In Sum...

It is important to note a common element in all three of these stories: The Immoralist by Andre Gide, A Death in Venice by Thomas Mann, and The Picture of Dorian Gray by Oscar Wilde.  While all of these novels achieved fame (all three novels were adapted into plays, and both The Picture of Dorian Gray and A Death in Venice were adapted into film), for a long time many still did not realize that these stories were reflections of the authors themselves and their experiences.  In their hometown in Europe, all three protagonists’ homosexual tendencies were suppressed by the social climate of the time.  It is not until the character goes on a journey abroad do they really discover their true self.  Michel, like Gide uncovered his latent sexuality on his trips to Africa.  As mentioned before, Gide met Oscar Wilde in North Africa, and it was Wilde who helped him to admit his homosexuality.  The character of Menalque in The Immoralist is based on Wilde, and Michel's late-night conversation with Menalque in which his friend hints at his homosexual tendencies is based on Gide's discussions with Wilde.  Aschenbach did not discover his homosexual tendencies until he indulged himself by traveling to Venice, where the atmosphere lulls him into a “defenseless state”.  This defenselessness he speaks of is his own refusal to recognize his latent sexuality.  Dorian Gray does not necessarily journey abroad in Wilde’s novel, but he does look for release experience a new side of his city, such as the opium dens, “He heaved a deep breath, his nostrils quivering with pleasure…Dorian wince and looked around at the grotesque things that lay in such fantastic postures on the rugged mattresses…He knew in what strange heavens they were suffering, and what dull hells were teaching them the secret of some new joy.”  The experience of “new joy”, that Dorian Gray notes that the people are experiencing, could serve as a metaphor for newfound sexuality in a new experience. 

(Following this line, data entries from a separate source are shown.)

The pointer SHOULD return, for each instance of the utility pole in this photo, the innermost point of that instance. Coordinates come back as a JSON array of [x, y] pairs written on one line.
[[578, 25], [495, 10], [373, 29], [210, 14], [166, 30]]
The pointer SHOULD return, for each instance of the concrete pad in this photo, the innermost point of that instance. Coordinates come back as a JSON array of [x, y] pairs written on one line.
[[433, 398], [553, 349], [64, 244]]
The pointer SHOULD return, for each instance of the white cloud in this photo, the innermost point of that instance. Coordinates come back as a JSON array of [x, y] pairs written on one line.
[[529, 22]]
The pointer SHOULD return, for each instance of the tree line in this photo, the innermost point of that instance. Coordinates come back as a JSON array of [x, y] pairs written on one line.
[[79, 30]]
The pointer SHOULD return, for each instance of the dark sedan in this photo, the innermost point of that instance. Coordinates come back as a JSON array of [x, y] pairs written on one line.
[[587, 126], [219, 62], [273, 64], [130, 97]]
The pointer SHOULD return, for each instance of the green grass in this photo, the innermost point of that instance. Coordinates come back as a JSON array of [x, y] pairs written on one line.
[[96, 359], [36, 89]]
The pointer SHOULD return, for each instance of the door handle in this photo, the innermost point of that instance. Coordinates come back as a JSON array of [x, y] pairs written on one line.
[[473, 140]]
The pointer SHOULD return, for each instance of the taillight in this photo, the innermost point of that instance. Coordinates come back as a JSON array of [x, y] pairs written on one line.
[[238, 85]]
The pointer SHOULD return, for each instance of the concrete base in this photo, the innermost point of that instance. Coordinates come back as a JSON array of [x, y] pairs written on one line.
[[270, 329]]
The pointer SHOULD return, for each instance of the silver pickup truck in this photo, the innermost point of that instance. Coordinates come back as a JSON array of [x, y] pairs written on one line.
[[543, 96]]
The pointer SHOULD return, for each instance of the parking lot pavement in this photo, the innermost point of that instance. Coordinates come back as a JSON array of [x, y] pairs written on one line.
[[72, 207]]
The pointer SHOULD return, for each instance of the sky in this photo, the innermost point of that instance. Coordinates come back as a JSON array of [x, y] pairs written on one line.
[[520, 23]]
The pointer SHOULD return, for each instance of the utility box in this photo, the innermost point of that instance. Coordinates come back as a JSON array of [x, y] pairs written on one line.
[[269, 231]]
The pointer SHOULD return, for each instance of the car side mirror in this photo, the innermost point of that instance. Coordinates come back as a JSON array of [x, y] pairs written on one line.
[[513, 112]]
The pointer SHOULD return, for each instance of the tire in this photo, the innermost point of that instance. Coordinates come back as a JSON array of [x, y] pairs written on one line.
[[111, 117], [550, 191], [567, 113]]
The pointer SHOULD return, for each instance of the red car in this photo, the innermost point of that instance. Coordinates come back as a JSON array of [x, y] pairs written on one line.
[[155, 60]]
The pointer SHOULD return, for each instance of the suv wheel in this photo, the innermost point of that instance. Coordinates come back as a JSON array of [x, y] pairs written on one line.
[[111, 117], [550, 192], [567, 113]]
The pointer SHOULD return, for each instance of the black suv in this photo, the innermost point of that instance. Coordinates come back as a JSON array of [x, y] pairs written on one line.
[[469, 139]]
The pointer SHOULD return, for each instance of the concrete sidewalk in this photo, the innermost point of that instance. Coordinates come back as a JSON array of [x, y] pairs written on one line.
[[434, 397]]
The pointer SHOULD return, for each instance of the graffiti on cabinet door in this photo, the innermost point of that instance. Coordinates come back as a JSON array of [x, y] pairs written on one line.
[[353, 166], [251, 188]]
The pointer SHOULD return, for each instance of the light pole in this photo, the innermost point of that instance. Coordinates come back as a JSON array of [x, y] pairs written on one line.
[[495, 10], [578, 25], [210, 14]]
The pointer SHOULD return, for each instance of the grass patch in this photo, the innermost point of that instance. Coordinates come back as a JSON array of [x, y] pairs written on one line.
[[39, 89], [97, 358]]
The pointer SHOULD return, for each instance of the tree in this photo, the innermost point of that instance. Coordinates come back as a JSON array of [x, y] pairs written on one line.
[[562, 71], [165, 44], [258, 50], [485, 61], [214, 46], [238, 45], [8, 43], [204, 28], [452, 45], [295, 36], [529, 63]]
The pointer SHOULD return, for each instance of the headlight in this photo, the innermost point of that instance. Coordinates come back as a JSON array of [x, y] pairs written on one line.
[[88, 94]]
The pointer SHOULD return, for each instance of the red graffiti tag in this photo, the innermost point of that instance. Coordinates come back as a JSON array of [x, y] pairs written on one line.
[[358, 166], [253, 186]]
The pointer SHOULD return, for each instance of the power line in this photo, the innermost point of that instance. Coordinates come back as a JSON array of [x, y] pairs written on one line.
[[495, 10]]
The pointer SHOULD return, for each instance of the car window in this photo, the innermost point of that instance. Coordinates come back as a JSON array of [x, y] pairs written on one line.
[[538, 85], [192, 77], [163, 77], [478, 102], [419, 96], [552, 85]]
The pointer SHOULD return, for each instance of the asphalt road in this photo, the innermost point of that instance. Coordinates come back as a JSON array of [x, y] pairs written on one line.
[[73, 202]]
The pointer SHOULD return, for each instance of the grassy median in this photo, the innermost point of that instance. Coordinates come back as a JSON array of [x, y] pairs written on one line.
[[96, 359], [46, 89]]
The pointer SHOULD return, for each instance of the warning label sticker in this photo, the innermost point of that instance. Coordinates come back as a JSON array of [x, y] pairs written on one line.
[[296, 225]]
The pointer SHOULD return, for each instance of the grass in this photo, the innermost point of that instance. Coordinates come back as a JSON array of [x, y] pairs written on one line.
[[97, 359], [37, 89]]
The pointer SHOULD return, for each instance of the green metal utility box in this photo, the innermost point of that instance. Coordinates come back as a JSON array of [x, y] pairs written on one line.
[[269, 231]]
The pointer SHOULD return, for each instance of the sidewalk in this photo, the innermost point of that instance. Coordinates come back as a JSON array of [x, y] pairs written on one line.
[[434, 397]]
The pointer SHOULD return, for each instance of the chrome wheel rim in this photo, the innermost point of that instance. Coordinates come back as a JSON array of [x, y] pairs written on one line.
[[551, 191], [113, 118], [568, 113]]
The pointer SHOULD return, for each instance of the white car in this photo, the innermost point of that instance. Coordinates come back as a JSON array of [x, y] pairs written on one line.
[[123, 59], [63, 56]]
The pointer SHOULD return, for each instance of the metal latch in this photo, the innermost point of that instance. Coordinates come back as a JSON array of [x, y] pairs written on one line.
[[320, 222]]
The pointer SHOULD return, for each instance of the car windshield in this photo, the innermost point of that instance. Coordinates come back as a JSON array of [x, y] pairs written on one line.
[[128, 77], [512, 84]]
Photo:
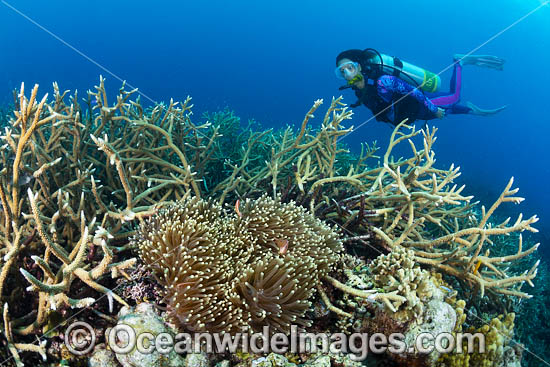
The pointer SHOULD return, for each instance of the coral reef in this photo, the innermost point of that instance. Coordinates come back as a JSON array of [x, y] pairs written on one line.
[[257, 266]]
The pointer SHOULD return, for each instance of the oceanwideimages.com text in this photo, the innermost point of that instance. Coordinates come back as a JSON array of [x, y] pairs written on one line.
[[123, 339]]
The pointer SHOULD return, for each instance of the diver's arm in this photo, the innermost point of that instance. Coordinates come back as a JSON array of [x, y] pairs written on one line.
[[391, 88]]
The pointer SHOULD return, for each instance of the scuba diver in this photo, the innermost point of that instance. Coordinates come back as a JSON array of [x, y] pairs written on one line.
[[395, 90]]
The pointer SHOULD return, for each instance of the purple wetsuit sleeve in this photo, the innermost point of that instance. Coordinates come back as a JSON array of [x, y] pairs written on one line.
[[391, 88]]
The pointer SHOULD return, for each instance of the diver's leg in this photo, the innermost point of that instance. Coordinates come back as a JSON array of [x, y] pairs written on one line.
[[457, 109], [488, 61], [475, 110], [453, 97]]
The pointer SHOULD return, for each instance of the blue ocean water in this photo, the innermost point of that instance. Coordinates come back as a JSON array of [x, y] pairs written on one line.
[[270, 60]]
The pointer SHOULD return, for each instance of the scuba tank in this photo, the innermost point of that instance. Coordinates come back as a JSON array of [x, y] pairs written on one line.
[[389, 65]]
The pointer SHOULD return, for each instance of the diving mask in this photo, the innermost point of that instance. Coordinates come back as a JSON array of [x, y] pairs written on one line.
[[348, 70]]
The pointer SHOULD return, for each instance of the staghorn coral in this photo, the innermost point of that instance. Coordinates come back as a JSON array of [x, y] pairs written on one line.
[[131, 160], [229, 272]]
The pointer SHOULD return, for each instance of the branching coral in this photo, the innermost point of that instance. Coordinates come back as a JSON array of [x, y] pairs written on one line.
[[73, 181], [258, 266]]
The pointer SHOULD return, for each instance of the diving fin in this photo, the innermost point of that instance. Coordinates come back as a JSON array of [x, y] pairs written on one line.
[[483, 112], [487, 61]]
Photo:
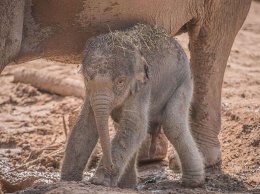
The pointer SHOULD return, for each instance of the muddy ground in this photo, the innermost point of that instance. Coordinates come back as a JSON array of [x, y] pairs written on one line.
[[33, 133]]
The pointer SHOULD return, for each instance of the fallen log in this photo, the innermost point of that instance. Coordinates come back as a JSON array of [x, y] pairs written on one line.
[[50, 82]]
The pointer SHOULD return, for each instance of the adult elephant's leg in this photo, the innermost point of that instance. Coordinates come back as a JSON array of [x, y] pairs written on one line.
[[210, 45], [129, 177], [80, 145]]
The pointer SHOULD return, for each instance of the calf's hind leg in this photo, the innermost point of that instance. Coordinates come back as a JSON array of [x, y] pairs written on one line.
[[176, 129]]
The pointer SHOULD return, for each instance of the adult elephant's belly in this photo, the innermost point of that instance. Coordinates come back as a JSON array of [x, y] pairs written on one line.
[[59, 31]]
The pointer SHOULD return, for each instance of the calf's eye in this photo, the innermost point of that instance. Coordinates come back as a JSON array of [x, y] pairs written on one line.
[[121, 82]]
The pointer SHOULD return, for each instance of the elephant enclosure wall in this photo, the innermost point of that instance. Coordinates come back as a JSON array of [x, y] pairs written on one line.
[[33, 134]]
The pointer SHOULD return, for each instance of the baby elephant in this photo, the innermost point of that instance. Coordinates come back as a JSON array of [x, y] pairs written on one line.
[[139, 77]]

The point being made is that late nineteenth and early twentieth century Europe, while not necessarily repressing sexuality in general, undoubtedly repressed sexual inversion and homosexual tendencies.  Because they had to keep their homosexuality under wraps, just like the characters in their novels, Andre Gide, Thomas Mann and Oscar Wilde used their literary art as a platform of expression of their latent selves and their experiences.  They don’t overtly accept homosexuality but instead express how troublesome it is.  The urban world of this era created a male homosexual discourse that was not incredibly apparent, due to the social climate of the time and the fact that the authors stressed the fact that their writings were art above commentary.  However, there is a clear connection of each author to his respective protagonist and their inner struggle of sexuality.